Container Data Types

Part 2 Focus of this module

Sorting
Comprehensions and generators

One of those is sorting, which is the process of taking a collection of values and putting them in order according to one or more criteria. Sorted data is useful for solving a wide range of problems. Python has the most elegant sorting interface of any programming language I’ve ever used. It’s simple and yet very powerful. I’m excited to introduce you to it.

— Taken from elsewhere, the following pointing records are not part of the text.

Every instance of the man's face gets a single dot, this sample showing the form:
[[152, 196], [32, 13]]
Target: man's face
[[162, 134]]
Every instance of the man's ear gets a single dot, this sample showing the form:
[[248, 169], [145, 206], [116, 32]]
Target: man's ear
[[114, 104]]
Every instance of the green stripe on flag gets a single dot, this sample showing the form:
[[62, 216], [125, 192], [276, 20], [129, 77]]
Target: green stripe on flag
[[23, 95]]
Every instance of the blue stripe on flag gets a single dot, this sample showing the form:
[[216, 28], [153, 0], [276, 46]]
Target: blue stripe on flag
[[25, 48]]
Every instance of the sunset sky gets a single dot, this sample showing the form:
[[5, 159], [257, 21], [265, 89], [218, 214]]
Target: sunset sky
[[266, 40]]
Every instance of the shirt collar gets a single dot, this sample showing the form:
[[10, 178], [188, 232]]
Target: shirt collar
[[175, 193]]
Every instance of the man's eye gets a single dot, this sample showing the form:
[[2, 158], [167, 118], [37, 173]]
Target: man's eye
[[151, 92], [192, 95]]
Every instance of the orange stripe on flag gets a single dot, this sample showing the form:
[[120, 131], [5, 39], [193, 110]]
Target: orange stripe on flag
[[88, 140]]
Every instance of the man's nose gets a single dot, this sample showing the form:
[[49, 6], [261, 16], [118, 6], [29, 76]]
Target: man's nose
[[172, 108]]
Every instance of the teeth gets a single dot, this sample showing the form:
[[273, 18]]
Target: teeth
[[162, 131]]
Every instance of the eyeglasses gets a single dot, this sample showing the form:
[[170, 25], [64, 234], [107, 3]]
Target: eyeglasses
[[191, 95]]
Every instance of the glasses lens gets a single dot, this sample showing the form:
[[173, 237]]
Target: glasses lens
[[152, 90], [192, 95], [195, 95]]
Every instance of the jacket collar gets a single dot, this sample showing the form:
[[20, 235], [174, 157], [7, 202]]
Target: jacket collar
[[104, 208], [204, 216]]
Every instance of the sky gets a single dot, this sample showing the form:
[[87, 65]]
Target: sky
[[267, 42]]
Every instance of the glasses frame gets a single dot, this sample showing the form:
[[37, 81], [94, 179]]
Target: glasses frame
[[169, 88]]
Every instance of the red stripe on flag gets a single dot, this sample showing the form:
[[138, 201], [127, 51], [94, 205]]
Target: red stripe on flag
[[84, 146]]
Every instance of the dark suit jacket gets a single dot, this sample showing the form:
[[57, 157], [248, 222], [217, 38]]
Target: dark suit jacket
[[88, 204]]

We’re also going to look at a family of expressions that derive sequences from other sequences, which turns out to be a really useful thing to do. We call these comprehensions and generators. These are some of the most powerful features of Python, and if you take the time to wrap your brain around them, they’ll pay big dividends throughout your programming career.

Before we dive into the main focus of our lecture, we’re going to need to go over some background information. In this background information, you’re going to hear things you’ve heard before, but try to focus on understanding these ideas at a deeper level, because you’ll need that understanding in order to tackle the new material we’re introducing today.

Expressions

Expressions are chunks of code that evaluate to a value
Literal values, variables, and function calls are examples of simple expressions
More complex expressions can be created with the help of operators
- (+, -, >, <, ==, in, is, [], etc.)

Most Python statements contain expressions

varname = expression
return expression
if condition:
function(expression[, expression…])
- Yes, even the function is an expression

How Python compares things (`<`, `>`)

Numbers are compared as you’d expect
True > False
Ordered sequences (strings, lists, tuples) are compared one position at a time
- (1, 1000, 7) < (2, 3, 4)
- (1, 2, 6) < (1, 3, 0)
- (3, 17, 7) < (3, 17, 7, -2)

How Python compares strings (`<`, `>`)

String comparison is based on Unicode code points
- Code points are documented at https://www.unicode.org/charts/
- "duck" < "fish"
- "Horse" < "bird"
- "moose" < "älg"
- "cat" < "ко́шка"
- "貓" < "고양이"

Python functions are first-class objects

def reverse_string(s):
    """ Reverses the order of characters in a string """
    return s[::-1]

do_stuff = reverse_string
print(do_stuff("drawer"))

def use_another_func(fnc, value_list):
    """ Applies fnc to each item in value_list and returns the new list """
    new_list = []
    for v in value_list:
        new_list.append(fnc(v))
    return new_list

Summary

Expressions are chunks of code that evaluate to a value
Python compares sequences one index at a time until it finds a difference
Functions in Python are first-class objects

Sorting

list.sort()
- sorts lists in-place

sorted(collection)
- sorts any collection of comparable values and returns a new list

>>> names = ["Reggie", "Susan", "Michael", "Gabby"]
>>> names.sort()

>>> print(names)
['Gabby', 'Michael', 'Reggie', 'Susan']

>>> names = ["Reggie", "Susan", "Michael", "Gabby"]
>>> names2 = sorted(names)

>>> print(names)
['Reggie', 'Susan', 'Michael', 'Gabby']

>>> print(names2)
['Gabby', 'Michael', 'Reggie', 'Susan']

>>> wages = {"Reggie" :27,
...          "Susan"  :21,
...          "Michael":19,
...          "Gabby"  :32}
>>> names = sorted(wages)

>>> print(names)
["Gabby", "Michael", "Reggie", "Susan"]

Sorting in descending order

Both sort() and sorted() have optional keyword argument reverse (default is False)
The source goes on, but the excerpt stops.